The spy agency briefing to lawmakers came after South Korea's JoongAng Ilbo daily reported that Jo had sought asylum in an unidentified Western country with his family.
"He sought asylum early last month," the JoongAng quoted a diplomatic source in Seoul as saying.
Italian authorities were "agonising" over what to do, the official was cited as saying, but added that they were "protecting him in a safe place".
The last senior North Korean diplomat to defect was Thae Yong Ho, who abandoned his post as deputy ambassador in London in 2016.
Jo, 48, has been acting ambassador in Rome since October 2017 after Italy expelled the then ambassador Mun Jong Nam in protest at a nuclear test by the North a month earlier in violation of UN resolutions.

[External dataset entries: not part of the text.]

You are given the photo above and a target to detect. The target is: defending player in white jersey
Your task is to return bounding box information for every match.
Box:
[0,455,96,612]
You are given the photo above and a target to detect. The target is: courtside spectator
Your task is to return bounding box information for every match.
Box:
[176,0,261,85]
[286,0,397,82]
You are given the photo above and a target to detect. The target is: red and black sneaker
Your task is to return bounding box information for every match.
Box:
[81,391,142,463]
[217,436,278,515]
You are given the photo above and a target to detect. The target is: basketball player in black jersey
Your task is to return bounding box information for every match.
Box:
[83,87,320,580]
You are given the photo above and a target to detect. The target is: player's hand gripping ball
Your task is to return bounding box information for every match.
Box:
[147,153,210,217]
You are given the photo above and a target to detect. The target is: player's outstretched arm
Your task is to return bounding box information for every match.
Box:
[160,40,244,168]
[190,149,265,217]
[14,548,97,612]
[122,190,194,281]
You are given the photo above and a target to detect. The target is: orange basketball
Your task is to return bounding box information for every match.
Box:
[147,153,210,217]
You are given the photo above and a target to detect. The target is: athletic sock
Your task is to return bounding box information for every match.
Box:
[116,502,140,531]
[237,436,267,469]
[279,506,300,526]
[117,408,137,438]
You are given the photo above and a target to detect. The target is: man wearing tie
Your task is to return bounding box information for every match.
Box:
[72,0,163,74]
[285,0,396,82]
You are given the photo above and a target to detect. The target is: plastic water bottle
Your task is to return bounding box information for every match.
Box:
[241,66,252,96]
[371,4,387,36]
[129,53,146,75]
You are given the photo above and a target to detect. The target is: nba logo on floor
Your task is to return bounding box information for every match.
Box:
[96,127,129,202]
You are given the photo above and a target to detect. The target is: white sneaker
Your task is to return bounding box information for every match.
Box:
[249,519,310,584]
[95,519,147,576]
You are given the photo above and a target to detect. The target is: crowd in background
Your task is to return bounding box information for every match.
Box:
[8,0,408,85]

Italy is an important diplomatic mission for Pyongyang, as it handles relations with the Rome-headquartered UN Food and Agriculture Organization and North Korea suffers from chronic food shortages.
Jo is "known to be a son or son-in-law of one of the highest-level officials in the North's regime", the JoongAng cited an unnamed North Korea expert as saying.
Most North Korean diplomats serving overseas are normally required to leave several family members - typically children - behind in Pyongyang to prevent their defection while working abroad.
Jo however came to Rome in May 2015 with his wife and children, suggesting he may be from a privileged family, the JoongAng said, adding the reason for his defection bid was still unclear.
At the time of his own defection Thae, the former deputy ambassador to London, said he had switched sides partly to give his three children a better future after being ordered to return to the North.
The Kim dynasty has ruled the impoverished but nuclear-armed state for three generations with little tolerance for dissent, and the regime stands accused of widespread human rights abuses.